Instituto de Química, Universidad Nacional Autónoma de México, Ciudad de México, México.
PLoS One. 2024 Apr 18;19(4):e0301604. doi: 10.1371/journal.pone.0301604. eCollection 2024.
The red abalone (Haliotis rufescens) represents North America's most important aquaculture species. Its hepatopancreas is rich in cellulases and other polysaccharide-degrading enzymes, which provide it the remarkable ability to digest cellulose-rich macroalgae; nevertheless, its cellulolytic systems are poorly explored. This manuscript describes some functional and structural properties of an endogenous trimeric glycosylated endoglucanase from H. rufescens. The purified enzyme showed a molecular mass of 23.4 kDa determined by MALDI-TOF mass spectrometry, which behaved as a homotrimer in gel filtration chromatography and zymograms. According to the periodic acid-Schiff reagent staining, detecting sugar moieties in SDS-PAGE gel confirmed that abalone cellulase is a glycoprotein. Hydrolysis of cello-oligosaccharides and p-nitrophenyl-β-D-glucopyranosides confirmed its endo/exoactivity. A maximum enzyme activity toward 0.5% (w/v) carboxymethylcellulose of 53.9 ± 1.0 U/mg was achieved at 45°C and pH 6.0. We elucidated the abalone cellulase primary structure using proteases and mass spectrometry methods. Based on these results and using a bioinformatic approach, we identified the gene encoding this enzyme and deduced its full-length amino acid sequence; the mature protein comprised 177 residues with a calculated molecular mass of 19.1 kDa and, according to sequence similarity, it was classified into the glycosyl-hydrolase family 45 subfamily B. An AlphaFold theoretical model and docking simulations with cellopentaose confirmed that abalone cellulase is a β-sheet rich protein, as also observed by circular dichroism experiments, with conserved catalytic residues: Asp26, Asn109, and Asp134. Interestingly, the AlphaFold-Multimer analysis indicated a trimeric assembly for abalone cellulase, which supported our experimental findings. The discovery and characterization of these enzymes may contribute to developing efficient cellulose bioconversion processes for biofuels and sustainable bioproducts.

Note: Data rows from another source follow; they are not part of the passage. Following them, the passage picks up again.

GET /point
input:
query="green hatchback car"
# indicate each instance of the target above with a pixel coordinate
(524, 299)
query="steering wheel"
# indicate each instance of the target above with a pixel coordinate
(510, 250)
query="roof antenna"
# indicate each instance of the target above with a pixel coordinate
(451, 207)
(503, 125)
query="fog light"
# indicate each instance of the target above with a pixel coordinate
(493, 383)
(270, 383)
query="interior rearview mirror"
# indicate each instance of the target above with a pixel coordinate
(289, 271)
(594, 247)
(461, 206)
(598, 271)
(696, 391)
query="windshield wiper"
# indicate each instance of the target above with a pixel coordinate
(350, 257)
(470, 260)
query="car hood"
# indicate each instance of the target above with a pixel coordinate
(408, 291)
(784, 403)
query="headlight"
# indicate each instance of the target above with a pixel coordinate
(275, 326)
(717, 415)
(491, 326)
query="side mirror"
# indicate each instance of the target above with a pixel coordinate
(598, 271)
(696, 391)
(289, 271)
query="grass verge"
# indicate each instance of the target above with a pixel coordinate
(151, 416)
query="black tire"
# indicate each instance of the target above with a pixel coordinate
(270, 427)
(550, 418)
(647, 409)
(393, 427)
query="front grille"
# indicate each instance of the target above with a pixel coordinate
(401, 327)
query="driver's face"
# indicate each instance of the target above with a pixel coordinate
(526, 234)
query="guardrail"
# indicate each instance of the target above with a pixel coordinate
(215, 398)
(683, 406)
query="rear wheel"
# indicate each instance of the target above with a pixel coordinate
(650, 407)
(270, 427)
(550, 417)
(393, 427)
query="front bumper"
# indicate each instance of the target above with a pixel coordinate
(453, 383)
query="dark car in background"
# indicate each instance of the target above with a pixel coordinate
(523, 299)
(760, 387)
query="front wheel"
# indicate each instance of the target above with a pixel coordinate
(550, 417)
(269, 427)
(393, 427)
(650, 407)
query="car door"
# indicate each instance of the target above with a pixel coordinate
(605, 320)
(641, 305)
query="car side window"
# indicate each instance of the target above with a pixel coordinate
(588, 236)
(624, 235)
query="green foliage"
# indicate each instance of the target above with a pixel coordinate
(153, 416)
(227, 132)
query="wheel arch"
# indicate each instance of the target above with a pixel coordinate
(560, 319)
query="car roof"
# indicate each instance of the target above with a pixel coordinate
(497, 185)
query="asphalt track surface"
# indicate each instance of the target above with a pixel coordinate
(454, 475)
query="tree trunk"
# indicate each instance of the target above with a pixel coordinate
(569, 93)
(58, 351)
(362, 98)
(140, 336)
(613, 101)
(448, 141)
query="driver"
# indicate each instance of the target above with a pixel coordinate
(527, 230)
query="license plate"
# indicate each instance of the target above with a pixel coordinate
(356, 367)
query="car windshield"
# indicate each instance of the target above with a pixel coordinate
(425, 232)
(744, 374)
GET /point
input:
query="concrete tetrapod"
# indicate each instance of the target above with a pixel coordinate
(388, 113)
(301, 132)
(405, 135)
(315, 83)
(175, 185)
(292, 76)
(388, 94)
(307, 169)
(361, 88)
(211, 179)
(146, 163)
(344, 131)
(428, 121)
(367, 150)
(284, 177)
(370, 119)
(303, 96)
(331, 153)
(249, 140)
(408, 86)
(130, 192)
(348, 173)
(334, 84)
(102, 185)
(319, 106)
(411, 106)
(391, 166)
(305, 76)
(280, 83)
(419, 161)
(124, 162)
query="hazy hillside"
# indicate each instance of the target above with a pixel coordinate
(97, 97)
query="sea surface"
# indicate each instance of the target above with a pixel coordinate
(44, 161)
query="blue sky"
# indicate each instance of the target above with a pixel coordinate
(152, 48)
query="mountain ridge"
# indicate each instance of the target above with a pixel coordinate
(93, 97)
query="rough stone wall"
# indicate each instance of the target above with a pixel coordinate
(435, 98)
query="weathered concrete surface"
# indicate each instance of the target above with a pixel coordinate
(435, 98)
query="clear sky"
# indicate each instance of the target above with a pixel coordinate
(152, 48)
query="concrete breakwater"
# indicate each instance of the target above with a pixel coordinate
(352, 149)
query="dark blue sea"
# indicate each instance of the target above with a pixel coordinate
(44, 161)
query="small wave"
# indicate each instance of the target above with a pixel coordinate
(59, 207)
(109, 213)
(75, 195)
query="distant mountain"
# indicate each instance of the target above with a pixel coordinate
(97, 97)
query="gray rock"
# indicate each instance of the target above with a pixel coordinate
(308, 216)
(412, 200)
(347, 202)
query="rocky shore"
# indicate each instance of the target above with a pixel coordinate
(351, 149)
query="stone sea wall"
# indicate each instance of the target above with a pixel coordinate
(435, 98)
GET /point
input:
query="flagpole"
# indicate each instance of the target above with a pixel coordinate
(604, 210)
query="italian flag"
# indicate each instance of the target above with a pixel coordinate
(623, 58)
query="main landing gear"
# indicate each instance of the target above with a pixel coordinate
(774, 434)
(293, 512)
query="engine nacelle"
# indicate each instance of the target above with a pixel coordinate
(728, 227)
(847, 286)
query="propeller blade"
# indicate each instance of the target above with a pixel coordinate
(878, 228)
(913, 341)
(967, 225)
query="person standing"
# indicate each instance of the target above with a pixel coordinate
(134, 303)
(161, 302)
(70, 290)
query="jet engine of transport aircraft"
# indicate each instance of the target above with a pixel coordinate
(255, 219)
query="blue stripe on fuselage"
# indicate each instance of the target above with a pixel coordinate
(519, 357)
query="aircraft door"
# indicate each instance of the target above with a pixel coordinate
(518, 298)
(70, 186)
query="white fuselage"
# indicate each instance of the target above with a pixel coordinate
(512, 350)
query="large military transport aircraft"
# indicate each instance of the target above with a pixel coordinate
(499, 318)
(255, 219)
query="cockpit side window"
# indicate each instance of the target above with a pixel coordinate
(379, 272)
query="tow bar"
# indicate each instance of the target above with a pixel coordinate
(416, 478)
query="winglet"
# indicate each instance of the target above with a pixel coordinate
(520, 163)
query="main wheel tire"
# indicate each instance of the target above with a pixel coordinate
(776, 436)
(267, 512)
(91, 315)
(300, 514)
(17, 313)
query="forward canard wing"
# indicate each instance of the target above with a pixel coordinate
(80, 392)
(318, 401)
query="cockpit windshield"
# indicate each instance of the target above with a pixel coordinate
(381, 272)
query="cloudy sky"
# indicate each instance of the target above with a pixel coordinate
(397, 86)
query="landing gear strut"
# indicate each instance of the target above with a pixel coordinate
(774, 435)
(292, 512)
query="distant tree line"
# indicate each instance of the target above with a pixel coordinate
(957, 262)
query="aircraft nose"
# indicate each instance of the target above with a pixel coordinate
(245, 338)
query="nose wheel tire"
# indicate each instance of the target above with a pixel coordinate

红鲍(Haliotis rufescens)是北美的最重要的水产养殖物种之一。它的肝胰腺富含纤维素酶和其他多糖降解酶,使其具有消化富含纤维素的大型藻类的显著能力;然而,其纤维素酶系统尚未得到充分探索。本文描述了一种来自红鲍的内源性三聚体糖基内切葡聚糖酶的一些功能和结构特性。通过 MALDI-TOF 质谱法测定,纯化后的酶的分子量为 23.4 kDa,在凝胶过滤色谱和同工酶中表现为三聚体。根据过碘酸-Schiff 试剂染色,在 SDS-PAGE 凝胶中检测糖基证实了鲍鱼肉酶是一种糖蛋白。水解纤维寡糖和对硝基苯-β-D-吡喃葡萄糖苷证实了其内切/外切活性。在 45°C 和 pH 6.0 下,对 0.5%(w/v)羧甲基纤维素的最大酶活为 53.9±1.0 U/mg。我们使用蛋白酶和质谱法阐明了鲍鱼肉酶的一级结构。基于这些结果,并使用生物信息学方法,我们鉴定了编码该酶的基因,并推导出其全长氨基酸序列;成熟蛋白由 177 个残基组成,理论分子量为 19.1 kDa,根据序列相似性,它被归类为糖苷水解酶家族 45 亚家族 B。AlphaFold 理论模型和与纤维五糖的对接模拟证实,鲍鱼肉酶是一种富含β-折叠的蛋白质,如圆二色性实验也观察到的,具有保守的催化残基:Asp26、Asn109 和 Asp134。有趣的是,AlphaFold-Multimer 分析表明鲍鱼肉酶为三聚体组装,这支持了我们的实验发现。这些酶的发现和特性可能有助于开发高效的纤维素生物转化工艺,用于生物燃料和可持续的生物产品。